By Lisa Terry - 05/11/2017

Analytics Transformation Mid-Stream 
The retail industry is in an analytics arms race. May the best insights win

Customer-centricity and the rise of digital commerce, led by Amazon, has pushed retailers to collect and measure more data than ever before. Many are in the midst of a cultural and technical transformation, shifting toward a more analytics-driven approach to how they manage their businesses. Along with such a dramatic change are inevitable delays and hurdles, with the ability to attract the right analytics talent leading the list.

The good news is that retailers are making real progress and gaining ground on the competition.

Progress on All Fronts
Companies investing in analytics for the long haul know it all starts with a solid foundation: clean data, robust tools and good governance. It’s not sexy, but it’s essential to support analytics applications that will deliver accurate, meaningful insights and true ROI.

Retailers have spent the last year making those needed investments (Figure 7). They’ve made progress across the board, with the biggest gains ― the number of retailers saying they are now better or significantly better than the industry ― coming in data management, data quality and analytics tools. This year’s survey also asked about retailers’ ability to use data to make decisions, and found a healthy 37% besting the competition. At the other end of the spectrum, most respondents have pulled themselves out of the “significantly lagging” category across capabilities.

Figure 7, part 1

Figure 7, part 2

But progress against Amazon is little changed over the past year ― except for a small group who now call their analytic capabilities significantly better than Amazon’s. Amazon continues to push the bar aggressively forward, making even achieving par a significant accomplishment.

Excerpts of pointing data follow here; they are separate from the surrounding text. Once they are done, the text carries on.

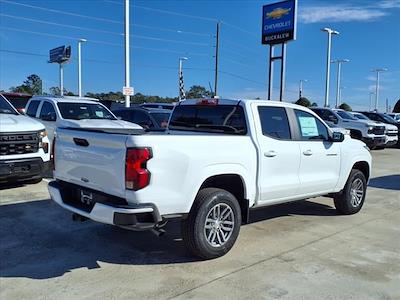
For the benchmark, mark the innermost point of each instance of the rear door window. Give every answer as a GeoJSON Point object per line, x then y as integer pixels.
{"type": "Point", "coordinates": [274, 122]}
{"type": "Point", "coordinates": [32, 108]}
{"type": "Point", "coordinates": [47, 113]}
{"type": "Point", "coordinates": [310, 127]}
{"type": "Point", "coordinates": [228, 119]}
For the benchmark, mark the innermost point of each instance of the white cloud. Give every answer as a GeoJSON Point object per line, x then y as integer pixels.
{"type": "Point", "coordinates": [339, 13]}
{"type": "Point", "coordinates": [389, 4]}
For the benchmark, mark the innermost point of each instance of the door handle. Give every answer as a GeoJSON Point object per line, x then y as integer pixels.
{"type": "Point", "coordinates": [270, 153]}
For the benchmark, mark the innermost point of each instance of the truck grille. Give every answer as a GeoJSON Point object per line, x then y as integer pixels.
{"type": "Point", "coordinates": [19, 143]}
{"type": "Point", "coordinates": [378, 130]}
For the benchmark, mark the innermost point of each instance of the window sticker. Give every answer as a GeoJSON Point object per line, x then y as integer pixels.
{"type": "Point", "coordinates": [308, 126]}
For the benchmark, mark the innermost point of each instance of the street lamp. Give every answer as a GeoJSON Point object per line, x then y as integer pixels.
{"type": "Point", "coordinates": [301, 87]}
{"type": "Point", "coordinates": [378, 70]}
{"type": "Point", "coordinates": [340, 95]}
{"type": "Point", "coordinates": [339, 63]}
{"type": "Point", "coordinates": [181, 85]}
{"type": "Point", "coordinates": [80, 41]}
{"type": "Point", "coordinates": [328, 62]}
{"type": "Point", "coordinates": [370, 100]}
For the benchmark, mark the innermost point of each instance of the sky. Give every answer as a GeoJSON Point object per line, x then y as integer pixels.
{"type": "Point", "coordinates": [163, 31]}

While some retailers collect detailed data as part of the sales process, such as furniture dealers, “It is possible that this represents retailers across a wide variety of business models,” says Ken Morris, principal, Boston Retail Partners. “Innovative or digitally native companies (e.g., Zappos, Bonobos) are more likely than established brick-and-mortar retailers to have effective analytics capabilities.”

Like retailers, Jeff Roster, VP of retail strategy for IHL Group, considers Amazon the gold standard for analytics skill. “Until retailers can offer their customers perfect inventory visibility, tracking of all orders and a seamless customer experience in-store, they will be behind. That is where the focus will be for the next three years.”

Advanced Supply Chain
Retailers’ supply chain analytics capabilities are the most mature (Figure 8) and retailers are most likely to be using investigative or predictive analytics in this area. This includes demand forecasting, a merchandising discipline used to direct supply chain management and execution, as well as replenishment, an area which has seen heavy retailer investment over recent years. In addition, inventory management continues to be a high priority.

Figure 8

“Our research shows a majority of retailers are in the diagnostic phase of advanced analytics maturity,” says Robert Hetu, research director, Gartner Retail Industry Services. “This is the second of the four-stage maturity: descriptive, diagnostic, predictive and prescriptive.”

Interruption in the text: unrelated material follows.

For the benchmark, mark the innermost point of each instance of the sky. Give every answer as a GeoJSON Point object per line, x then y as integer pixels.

Marketing and merchandising analytics capabilities lag those of supply chain, with the move toward more advanced capabilities very much a work in progress (Figure 9). As retailers’ focus shifts more sharply to being customer-centric, they are seeking similar levels of investigative and predictive analytics capabilities for these functions. Customer insights tops retailers’ analytics priorities this year (53%), followed by personalization and promotion effectiveness (30% each).

Figure 9

One reason for supply chain’s relative maturity is the availability of solutions in those areas. Major vendors started in financials and supply chain ― and benefited from the horizontal nature of those solutions. As solution providers build out merchandising, marketing and other customer-centric analytics tools, retailers will more easily adopt those capabilities.

Top Challenges
As Figure 7 illustrates, retailers have made progress in the maturity of their analytics team/resources; 19% say they are better than the industry, and 7% rate themselves significantly better. But they still call inadequate talent or dedicated staff their biggest analytics challenge (56%, in Figure 2 of overview section).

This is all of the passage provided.